Salient to Investors:
Bill O’Neill at UBS Wealth Mgmt said the story is still the combination of easy money policies and expectations of growth into 2014 and that growth is on the horizon.
The Investment Companies Institute reports individual investors gave $30 billion to managers in 2013, the first net inflows into equity funds since 2006, and versus $400 billion outflows in the previous 4 years.
The average of 19 forecasts expects the S&P 500 to fall 4 percent in December to 1,733. December has been the second-best month for US equity returns in data from 1928, with an average return of 1.5 percent, versus the monthly mean of 0.6 percent.
The S&P 500 trades at 16.3 times projected earnings.
Michael O’Sullivan at Credit Suisse Private Banking & Wealth Mgmt said the economy looks much, much more healthy.
4 of 5 investors, traders and analysts expect the Fed to taper in March or later, with just 5 percent looking for a move this month.
Goldman Sachs expects gold at $1,110 and Brent at $105 in 12 months.
Barclays sees gluts in aluminum, copper, nickel and zinc this year or next, and says copper will average $6,500 in Q4 2014.
The US is meeting 86 percent of its own energy needs, the most since 1986, and the International Energy Agency predicts the US will overtake Russia and Saudi Arabia as the world’s largest oil producer by 2015.
The median economist expects the 10-yr Treasury yield to rise to 3.1 percent by mid-2014.

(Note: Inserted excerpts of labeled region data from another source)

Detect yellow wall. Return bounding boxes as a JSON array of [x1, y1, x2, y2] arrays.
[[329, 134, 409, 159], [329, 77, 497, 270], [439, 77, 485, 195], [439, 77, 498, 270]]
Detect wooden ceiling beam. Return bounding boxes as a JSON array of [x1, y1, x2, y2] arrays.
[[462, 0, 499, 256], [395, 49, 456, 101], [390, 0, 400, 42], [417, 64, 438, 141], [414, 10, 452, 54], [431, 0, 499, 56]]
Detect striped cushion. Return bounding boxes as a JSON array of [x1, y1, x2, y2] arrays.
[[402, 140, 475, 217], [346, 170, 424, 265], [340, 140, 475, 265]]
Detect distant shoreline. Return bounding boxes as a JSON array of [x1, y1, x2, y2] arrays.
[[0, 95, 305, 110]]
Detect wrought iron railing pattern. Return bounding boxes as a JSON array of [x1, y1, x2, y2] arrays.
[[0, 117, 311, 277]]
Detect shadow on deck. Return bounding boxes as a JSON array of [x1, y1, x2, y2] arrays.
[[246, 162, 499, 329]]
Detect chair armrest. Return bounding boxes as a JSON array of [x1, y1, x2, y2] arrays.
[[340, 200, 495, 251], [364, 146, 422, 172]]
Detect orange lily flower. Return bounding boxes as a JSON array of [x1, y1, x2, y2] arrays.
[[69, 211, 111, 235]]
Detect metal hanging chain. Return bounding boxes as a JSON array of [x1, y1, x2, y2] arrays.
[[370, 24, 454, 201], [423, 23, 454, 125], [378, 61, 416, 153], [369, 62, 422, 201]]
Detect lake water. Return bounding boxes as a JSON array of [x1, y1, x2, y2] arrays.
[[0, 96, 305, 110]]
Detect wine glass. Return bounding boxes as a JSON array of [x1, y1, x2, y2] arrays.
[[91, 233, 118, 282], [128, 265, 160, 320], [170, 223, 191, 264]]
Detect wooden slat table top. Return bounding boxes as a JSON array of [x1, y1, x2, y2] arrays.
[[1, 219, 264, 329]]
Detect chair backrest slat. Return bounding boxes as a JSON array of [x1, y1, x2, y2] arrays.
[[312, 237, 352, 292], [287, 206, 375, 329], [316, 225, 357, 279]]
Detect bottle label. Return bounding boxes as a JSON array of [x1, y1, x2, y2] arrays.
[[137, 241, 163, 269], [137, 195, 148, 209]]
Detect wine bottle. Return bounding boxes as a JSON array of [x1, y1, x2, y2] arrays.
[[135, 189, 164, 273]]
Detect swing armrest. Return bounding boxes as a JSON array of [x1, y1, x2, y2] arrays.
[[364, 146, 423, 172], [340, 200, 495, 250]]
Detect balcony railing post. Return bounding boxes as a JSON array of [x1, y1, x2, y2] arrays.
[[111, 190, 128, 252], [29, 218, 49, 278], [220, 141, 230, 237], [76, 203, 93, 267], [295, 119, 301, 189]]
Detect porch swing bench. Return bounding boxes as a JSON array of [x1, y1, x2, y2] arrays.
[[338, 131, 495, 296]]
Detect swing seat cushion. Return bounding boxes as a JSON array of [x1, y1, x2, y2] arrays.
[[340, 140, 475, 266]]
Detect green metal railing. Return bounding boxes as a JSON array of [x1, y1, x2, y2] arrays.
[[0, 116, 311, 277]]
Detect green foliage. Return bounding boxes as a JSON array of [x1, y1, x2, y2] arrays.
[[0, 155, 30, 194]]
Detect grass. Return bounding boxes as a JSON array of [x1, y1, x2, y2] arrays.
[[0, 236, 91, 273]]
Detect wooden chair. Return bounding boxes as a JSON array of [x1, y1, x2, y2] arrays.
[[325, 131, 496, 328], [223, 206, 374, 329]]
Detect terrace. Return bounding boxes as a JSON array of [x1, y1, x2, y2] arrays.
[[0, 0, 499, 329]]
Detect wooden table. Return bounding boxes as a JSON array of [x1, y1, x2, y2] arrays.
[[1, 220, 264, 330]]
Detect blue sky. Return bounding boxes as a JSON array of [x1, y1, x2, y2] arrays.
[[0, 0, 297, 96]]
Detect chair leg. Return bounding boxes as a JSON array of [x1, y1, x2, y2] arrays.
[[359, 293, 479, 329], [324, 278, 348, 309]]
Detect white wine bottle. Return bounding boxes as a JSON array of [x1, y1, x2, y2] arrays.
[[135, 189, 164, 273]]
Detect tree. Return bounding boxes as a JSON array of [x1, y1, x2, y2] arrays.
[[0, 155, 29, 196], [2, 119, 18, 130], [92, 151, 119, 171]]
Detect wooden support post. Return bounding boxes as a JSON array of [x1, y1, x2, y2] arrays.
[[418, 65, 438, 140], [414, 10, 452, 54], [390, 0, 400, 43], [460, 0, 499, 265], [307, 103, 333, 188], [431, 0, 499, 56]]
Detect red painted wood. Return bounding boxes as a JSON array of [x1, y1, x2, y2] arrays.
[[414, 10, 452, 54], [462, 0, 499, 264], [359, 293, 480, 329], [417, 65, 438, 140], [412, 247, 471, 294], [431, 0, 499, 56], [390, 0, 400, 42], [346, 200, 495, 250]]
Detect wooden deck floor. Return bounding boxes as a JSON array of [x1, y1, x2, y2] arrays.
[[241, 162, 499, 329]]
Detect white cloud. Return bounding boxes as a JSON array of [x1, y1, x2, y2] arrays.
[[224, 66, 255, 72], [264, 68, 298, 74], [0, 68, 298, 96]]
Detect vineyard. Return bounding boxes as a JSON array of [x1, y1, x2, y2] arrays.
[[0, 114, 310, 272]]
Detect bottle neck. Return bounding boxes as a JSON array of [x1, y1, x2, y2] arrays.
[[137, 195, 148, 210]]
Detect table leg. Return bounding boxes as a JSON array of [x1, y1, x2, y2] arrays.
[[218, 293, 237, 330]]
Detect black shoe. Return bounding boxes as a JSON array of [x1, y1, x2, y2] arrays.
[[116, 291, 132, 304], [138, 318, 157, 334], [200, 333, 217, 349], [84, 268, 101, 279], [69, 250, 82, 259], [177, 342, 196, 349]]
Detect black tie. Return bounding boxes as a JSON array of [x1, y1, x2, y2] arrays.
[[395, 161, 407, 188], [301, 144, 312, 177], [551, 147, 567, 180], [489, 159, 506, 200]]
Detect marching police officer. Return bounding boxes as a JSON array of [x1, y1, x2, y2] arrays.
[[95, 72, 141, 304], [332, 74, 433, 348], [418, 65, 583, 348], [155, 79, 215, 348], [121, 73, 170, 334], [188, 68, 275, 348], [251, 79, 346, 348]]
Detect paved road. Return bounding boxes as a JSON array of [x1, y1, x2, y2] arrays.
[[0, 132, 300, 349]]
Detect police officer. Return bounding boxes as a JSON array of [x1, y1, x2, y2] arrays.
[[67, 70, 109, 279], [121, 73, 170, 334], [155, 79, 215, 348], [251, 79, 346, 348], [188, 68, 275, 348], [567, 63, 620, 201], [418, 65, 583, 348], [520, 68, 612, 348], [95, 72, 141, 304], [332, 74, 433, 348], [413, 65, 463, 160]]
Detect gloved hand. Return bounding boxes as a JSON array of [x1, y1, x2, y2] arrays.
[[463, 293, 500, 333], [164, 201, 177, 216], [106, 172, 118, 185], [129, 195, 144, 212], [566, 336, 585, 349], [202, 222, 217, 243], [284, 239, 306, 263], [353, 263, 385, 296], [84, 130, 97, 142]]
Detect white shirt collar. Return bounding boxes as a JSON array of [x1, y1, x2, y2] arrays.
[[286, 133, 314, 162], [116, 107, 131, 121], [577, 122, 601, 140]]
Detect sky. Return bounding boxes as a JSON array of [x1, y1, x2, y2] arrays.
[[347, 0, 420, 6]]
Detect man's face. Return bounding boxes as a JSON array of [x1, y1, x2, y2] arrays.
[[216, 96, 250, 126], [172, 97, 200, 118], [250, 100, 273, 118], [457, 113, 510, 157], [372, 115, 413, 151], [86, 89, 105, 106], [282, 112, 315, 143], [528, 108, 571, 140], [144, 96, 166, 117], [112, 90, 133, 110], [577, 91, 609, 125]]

John Rutledge at Safanad expects many months in which the Fed is the dominant story, and said the tapering story worries investors as to whether the Fed is there to sop up Treasury issues.
The median economist expects the euro to weaken to $1.30 against the dollar by mid-2014, and the yen to weaken to 104.
Benoit Anne at Societe Generale sees no appetite to invest into emerging markets as fear of the Fed prevails and investors are reluctant to take on risk as year-end looms.
Jim McDonald at Northern Trust said economic momentum and monetary policy momentum are better in the developed economies, while there is too much uncertainty in the emerging world as reflected in their stocks.